Des prélèvements au centre pénitentiaire du Pontet, en début de crise, à la gestion des clusters parmi les travailleurs agricoles étrangers le mois dernier, les équipes de la santé et du ministère de l'intérieur ont travaillé en collaboration dans le Vaucluse.

Mais cela n'a pas été le cas dans la plupart des départements.

Le rapport épingle également les centaines d'évacuations de patients en TGV ou
en hélicoptère visant à désengorger les hôpitaux, une "véritable esbroufe" selon
la fédération, "car souvent il y avait de la place dans la clinique d'en face".

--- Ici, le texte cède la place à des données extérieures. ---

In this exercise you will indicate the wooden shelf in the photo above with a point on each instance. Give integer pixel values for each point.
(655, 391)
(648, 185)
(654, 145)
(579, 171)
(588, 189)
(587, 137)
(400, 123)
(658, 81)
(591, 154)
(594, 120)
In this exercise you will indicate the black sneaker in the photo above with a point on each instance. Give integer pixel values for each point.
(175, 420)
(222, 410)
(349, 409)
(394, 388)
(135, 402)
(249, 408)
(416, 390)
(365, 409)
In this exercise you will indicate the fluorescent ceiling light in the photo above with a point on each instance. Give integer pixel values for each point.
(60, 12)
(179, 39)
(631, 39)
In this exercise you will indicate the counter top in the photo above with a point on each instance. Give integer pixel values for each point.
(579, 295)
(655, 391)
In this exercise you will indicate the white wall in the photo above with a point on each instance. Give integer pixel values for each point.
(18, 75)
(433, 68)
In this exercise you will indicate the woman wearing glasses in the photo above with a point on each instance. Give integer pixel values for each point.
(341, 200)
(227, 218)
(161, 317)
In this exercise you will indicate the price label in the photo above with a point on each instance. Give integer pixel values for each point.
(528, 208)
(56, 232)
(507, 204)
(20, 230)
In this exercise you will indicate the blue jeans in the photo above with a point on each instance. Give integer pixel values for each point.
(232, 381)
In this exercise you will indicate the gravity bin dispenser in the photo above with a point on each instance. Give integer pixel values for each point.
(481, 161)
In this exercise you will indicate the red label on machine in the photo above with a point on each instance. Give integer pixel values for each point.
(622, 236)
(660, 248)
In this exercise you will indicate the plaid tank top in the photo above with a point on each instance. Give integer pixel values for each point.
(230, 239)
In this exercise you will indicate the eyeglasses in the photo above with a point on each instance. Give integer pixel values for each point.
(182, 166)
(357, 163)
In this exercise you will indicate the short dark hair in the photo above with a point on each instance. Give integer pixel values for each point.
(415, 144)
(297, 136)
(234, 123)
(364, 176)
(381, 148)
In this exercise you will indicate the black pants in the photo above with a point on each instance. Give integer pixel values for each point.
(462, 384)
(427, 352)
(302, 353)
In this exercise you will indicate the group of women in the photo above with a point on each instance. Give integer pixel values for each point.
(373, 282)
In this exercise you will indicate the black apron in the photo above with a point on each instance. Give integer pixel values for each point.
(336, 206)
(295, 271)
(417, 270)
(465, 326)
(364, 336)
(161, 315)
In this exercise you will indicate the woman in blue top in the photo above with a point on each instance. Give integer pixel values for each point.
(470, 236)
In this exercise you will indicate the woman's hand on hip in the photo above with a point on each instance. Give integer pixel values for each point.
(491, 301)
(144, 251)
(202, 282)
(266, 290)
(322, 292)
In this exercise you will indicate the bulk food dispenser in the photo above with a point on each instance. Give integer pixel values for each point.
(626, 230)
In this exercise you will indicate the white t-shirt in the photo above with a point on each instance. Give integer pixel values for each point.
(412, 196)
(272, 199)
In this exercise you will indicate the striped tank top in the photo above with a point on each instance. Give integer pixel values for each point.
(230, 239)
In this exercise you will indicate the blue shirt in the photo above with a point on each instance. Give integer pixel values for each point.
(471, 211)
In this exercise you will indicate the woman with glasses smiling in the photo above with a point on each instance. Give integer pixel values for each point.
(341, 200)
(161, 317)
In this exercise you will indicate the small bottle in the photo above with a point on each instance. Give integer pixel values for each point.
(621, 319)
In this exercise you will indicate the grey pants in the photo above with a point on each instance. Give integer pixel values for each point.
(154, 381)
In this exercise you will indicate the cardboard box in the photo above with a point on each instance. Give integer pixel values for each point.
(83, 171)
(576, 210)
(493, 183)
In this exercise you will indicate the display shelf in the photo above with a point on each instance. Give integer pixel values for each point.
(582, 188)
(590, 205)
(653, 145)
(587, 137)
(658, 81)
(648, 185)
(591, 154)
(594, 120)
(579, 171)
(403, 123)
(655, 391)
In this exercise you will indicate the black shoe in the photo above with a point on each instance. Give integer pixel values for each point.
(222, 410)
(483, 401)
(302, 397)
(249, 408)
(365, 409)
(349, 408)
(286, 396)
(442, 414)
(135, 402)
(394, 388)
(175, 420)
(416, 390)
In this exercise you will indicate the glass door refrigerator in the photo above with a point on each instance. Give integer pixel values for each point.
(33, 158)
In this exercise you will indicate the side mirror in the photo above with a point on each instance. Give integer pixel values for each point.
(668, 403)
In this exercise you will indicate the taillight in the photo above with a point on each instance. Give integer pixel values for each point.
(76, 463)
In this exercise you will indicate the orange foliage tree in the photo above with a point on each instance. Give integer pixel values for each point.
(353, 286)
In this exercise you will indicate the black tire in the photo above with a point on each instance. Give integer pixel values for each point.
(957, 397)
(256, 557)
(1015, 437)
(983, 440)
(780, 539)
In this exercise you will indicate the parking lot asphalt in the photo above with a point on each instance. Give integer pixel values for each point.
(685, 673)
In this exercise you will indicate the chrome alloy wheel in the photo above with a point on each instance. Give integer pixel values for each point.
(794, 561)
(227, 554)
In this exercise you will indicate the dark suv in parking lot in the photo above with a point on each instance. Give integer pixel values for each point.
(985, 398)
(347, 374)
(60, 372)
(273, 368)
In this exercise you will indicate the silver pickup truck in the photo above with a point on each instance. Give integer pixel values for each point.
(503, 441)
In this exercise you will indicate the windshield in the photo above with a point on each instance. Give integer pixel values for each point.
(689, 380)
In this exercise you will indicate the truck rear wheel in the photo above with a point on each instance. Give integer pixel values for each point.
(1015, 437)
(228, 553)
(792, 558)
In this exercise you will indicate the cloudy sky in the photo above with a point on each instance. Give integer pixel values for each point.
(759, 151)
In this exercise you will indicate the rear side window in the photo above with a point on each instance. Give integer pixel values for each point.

Un rapport clairement pas étayé

Ministère de la santé



Interrogé par l'AFP, le ministère de la Santé a regretté la publication "en pleine
crise"
d'un "rapport clairement pas étayé" qui "ne reflète pas les actions" des
professionnels mobilisés.

Il a récusé toute absence de communication entre ARS et préfectures et justifié
les évacuations en train depuis l'Ile-de-France où, "fin mars, il ne restait plus
qu'un lit de réanimation disponible".

Président de Samu-Urgences de France, François Braun a, lui, dénoncé auprès de
l'AFP un "pamphlet" compilant de "fausses informations" qui témoignent de "la grande frustration" de la fédération.
       
Depuis le début de l'épidémie de coronavirus qui a fait près de 30.000 morts en
France, l'exécutif a été visé par de nombreuses plaintes  pour "mise en danger
de la vie d'autrui" ou "homicide involontaire".